I have read that the fatigue, spaced-out feelings, and so forth, are symptoms of stimulant overdose. I'd rather not risk doing any permanent physiological harm (if anyone does feel that my patterns of overdose have in fact done something to my brain, after my experiences with methylphenidate and Adderall, I'd be interested to hear it), so it's for this that I have stopped my use of Adderall XR until I speak with him.

Once again I am on my multivitamin; I have been on 20mg of Lexapro throughout the entire time. The twitches have more or less stopped. I have been experiencing quite a bit of fatigue.

My questions:
- I'm a male weighing 170 lbs. What could possibly cause someone to be so sensitive to the effects of methylphenidate and Adderall XR?

-I understand iron deficiency can play a role in exacerbating ADD symptoms. Could my experience of what appear to be overdose effects be related to any sort of vitamin or mineral deficiencies (as with my history of iron deficiency, for instance) in conjunction with my use of drugs like Adderall? [For instance, iron is need in the production of dopamine, which is one of the neurotransmitters both blocked from reuptake, as well as 'pumped' from presynaptic neuron by Adderall. Therefore, is it possible a lack of iron, could lead to a lack of dopamine, thereby stressing the neurons themselves, leading to such spaced-out and fatigued states? Comparable to running a car without oil, perhaps? A lack of dopamine is related to movement disorders; could the aforesaid theoretical stresses be what's causing the muscular twitches?]

-How can one be certain one isn't merely iron deficient, rather than having ADD?

Thanks for bearing with me,
Pigfat

Scattered
03-09-06, 06:35 PM
Hi Pigfat,

Couple of thoughts from books I've read that I'll pass on -- I'm no expert on medications, so I'll just share what I've read. I think you're wise to check back with your doctor and not take any chances.

John Ratey in Answers to Distraction (p. 238) states, "'To high' is defined by the presence of side effects that are intolerable.....Examples of intolerable side effects that would warrant lowering the dosage or discontinuing the medication altogether if lowering the dose does not make side effects go away include: severe headaches, nausea, sleeplessness, irritability, weight loss, tremors or tics, severe agitation, mania, elevated blood pressure, palpitations, elevated heart rate, or altered blood chemistries."

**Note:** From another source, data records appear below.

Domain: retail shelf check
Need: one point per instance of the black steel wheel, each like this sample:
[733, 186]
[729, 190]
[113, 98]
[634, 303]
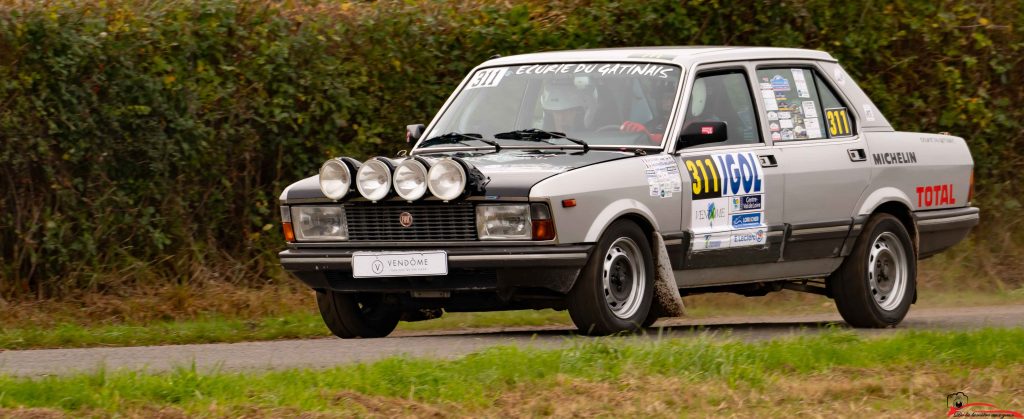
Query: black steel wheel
[357, 316]
[875, 287]
[615, 290]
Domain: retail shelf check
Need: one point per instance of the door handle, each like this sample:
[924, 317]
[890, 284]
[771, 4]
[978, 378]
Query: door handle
[857, 155]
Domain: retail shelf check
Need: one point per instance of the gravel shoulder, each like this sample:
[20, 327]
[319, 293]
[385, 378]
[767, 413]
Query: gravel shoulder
[448, 344]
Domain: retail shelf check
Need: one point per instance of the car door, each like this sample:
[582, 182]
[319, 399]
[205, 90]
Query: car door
[818, 149]
[734, 216]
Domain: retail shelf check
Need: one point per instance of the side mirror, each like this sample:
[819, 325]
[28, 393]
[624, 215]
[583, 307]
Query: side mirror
[696, 133]
[414, 132]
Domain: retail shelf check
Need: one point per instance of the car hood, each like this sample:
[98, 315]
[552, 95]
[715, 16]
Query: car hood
[510, 172]
[514, 172]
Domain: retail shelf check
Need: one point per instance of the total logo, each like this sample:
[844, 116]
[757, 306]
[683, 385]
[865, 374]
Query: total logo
[936, 195]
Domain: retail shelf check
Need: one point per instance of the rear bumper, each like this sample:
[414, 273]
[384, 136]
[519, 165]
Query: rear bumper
[470, 268]
[940, 229]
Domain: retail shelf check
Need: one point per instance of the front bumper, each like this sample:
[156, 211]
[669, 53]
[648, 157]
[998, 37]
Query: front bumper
[470, 268]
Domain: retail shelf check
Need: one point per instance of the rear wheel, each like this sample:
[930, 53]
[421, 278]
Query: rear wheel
[352, 316]
[875, 286]
[614, 292]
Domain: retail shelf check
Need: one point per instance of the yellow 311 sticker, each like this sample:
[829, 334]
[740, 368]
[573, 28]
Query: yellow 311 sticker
[838, 121]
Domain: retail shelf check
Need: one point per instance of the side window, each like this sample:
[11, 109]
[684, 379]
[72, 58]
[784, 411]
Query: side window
[800, 106]
[839, 121]
[725, 97]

Later in the same chapter Ratey states, "I have seen fifteen to twenty patients who have what we call 'sensitive brain syndrome'. These people cannot take medicine in normal doses, as even a tiny amount is far too much for them. They do not use coffee and avoid anything with caffeine. An aspirin can give them a high and antihistamines put them to sleep for an entire day. They do not typically use alcohol, for a sip can make them tipsy....Their families, friends, and professionals doubt their wish to use medicines and even doubt that they have a disorder to treat. In truth, they do have a disorder and they can respond to treatment." He goes on to describe using fractions of a normal dose.

Lastly, Paul Wender in Attention Deficit Hyperactivity Disorder in Adults states, "Euphoria does not occur with orally administered stimulant drugs in the dose ranges we have employed." Later he goes on to say, "if tolerance begins to develop so that the patient's symptoms respond only to increasing doses of stimulant, one must consider the possibility that he does not have ADHD, and that he is experiencing a 'normal' euphoric response to stimulants." I know you weren't describing tolerance here -- but thought you might find it informative. I've also experienced one medication making another one more potent and putting it "over the top". This is definately a puzzle for a medical person. Good luck in figuring it all out! Let us know how it goes for you.